4) Find a fun exercise, preferably one that connects you to others
There are more and more ways to exercise, both in person and online. You can join online dance classes, or go to one in person; join a running group; take regular walks; do a youtube workout video or try a group sport. Especially since lockdown restrictions are easing up, there are more options to go outside and spend some time exercising in a way that you find fun. It also helps if there’s a person who can take part in these activities with you.
5) Create a good routine
Often when we are in low moods, or highly anxious, we can let go of the important routines that we need, but it’s in those times that we need to put our routines into action and rely on them the most. Having even small routines in place, ones that revolve around personal hygiene, consistent diet and self-care, help us to keep a balanced mindset, and focus on little things. If you’re struggling with keeping many things in place, see if you can ask or help from others, or try and incorporate one small thing a day.
6) Use tools to help stay emotionally grounded
When things can seem overwhelming and we feel like we can’t cope, having tools to help us stay grounded can be the difference between balance and a breakdown. These tools are entirely up to you and they can range from sensory, such as showers, touching a soft toy or listening to music, to journaling, mindfulness or movement. These things help us to be aware of our emotions, and enable us to manage them better.
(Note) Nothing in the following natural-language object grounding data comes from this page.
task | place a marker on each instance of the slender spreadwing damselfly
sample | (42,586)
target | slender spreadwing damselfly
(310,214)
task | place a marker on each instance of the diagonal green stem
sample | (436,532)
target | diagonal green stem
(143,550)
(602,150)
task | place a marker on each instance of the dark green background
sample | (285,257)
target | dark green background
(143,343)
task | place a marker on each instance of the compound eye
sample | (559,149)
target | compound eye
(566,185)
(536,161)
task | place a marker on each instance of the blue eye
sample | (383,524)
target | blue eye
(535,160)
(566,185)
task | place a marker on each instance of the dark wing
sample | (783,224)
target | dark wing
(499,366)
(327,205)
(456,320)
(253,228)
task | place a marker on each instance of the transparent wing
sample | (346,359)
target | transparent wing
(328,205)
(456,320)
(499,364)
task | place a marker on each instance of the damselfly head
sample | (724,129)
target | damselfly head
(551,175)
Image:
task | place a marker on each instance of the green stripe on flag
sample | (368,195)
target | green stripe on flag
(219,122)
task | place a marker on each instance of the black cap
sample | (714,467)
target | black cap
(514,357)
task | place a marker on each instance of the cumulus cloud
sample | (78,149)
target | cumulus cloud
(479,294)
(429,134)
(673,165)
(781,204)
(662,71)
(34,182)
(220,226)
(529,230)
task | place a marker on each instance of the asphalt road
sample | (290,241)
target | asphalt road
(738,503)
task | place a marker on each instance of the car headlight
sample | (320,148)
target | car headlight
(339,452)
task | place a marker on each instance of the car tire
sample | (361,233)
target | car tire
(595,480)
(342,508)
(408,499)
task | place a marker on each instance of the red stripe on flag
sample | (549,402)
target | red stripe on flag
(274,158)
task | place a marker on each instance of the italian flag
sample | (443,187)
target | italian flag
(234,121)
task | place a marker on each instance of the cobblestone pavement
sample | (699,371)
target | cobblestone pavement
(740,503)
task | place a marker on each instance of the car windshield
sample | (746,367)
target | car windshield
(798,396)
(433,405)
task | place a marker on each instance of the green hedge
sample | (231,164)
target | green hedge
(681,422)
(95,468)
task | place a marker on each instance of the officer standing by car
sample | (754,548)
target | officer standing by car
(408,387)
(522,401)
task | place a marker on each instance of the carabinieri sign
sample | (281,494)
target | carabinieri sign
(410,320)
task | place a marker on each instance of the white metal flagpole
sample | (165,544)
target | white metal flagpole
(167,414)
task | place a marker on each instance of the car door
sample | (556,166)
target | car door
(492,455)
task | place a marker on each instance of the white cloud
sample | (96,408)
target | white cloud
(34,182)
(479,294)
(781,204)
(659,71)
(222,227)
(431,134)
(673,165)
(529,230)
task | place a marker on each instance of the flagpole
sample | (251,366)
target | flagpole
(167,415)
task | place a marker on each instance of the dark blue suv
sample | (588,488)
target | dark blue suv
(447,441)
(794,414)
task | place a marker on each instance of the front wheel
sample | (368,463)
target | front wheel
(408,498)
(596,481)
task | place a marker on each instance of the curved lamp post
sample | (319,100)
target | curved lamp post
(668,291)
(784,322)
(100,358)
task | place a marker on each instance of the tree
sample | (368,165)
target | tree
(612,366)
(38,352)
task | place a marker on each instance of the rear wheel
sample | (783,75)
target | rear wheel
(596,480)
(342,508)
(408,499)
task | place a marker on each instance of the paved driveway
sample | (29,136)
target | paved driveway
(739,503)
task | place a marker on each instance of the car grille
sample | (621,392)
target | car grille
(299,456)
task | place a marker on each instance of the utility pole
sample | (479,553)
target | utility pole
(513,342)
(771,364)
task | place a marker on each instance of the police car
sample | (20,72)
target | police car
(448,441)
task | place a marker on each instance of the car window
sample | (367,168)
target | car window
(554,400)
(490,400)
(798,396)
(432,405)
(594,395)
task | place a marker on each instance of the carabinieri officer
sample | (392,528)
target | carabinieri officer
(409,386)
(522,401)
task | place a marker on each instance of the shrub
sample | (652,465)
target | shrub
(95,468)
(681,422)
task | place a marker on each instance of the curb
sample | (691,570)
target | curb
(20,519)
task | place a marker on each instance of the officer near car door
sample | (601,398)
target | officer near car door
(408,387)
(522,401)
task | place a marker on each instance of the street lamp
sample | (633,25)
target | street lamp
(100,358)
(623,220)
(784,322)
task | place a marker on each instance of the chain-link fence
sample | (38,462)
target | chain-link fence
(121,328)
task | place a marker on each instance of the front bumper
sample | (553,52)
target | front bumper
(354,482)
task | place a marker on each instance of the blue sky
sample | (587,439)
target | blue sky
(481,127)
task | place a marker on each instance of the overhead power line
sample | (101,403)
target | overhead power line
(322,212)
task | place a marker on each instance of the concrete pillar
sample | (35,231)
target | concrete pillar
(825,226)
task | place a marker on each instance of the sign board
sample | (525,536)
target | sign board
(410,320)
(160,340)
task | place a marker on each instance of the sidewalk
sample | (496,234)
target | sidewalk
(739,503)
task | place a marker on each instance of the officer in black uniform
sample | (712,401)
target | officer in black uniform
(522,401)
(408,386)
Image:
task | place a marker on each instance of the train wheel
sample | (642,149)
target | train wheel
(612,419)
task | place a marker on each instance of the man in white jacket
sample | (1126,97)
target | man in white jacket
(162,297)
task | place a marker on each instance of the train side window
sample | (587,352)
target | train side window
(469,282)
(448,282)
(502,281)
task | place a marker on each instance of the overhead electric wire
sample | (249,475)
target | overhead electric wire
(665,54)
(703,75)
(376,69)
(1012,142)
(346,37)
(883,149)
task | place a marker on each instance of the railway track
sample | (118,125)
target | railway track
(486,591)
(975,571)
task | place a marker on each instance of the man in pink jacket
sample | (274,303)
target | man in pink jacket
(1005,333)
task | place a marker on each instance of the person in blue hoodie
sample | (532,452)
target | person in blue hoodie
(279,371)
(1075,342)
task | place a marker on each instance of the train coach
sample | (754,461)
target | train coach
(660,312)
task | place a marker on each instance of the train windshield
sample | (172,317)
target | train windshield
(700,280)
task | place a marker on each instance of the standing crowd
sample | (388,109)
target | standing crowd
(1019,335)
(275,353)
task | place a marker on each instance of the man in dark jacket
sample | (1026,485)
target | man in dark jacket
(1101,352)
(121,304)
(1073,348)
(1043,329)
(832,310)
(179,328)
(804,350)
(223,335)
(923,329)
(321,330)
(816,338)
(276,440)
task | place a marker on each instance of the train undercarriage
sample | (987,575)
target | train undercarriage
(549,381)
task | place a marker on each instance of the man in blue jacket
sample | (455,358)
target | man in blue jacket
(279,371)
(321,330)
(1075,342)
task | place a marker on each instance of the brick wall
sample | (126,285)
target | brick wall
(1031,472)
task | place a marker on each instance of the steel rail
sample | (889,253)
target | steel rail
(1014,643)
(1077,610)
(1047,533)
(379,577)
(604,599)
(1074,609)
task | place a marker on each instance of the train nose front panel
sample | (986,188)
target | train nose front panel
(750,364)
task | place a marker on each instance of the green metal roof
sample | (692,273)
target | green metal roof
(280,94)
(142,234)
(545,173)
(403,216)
7) Say ‘wow’ to one thing a day
Something that we don’t do enough of is appreciate the beauty and complexity of life. It can be difficult to do this consciously, but finding something that brightens up our day or enlightens our mind helps us to take a look at how magnificent life can be. It can be a sunset, an ocean, or something as simple as noticing a particular flower, or how the sun shines through the trees a certain way. Even using social media in this way can help, as we can find tons of nature, art, animals, creative outlets, and things to make us think deeply.
8) Be intentionally kind
Kindness is not just good for the world, it’s extremely good for our well-being. We often take for granted how helpful it can be, but showing kindness intentionally to others takes us out of our own head and brings us to the hearts of those around us. It also is a good distraction, especially because kindness often involves direct action. Showing kindness can be as big as volunteering regularly, or as small as sending someone a text letting them know that you were thinking of them. The important thing is that it is intentional and conscious, and we will feel the effects as well as see them on others’ faces.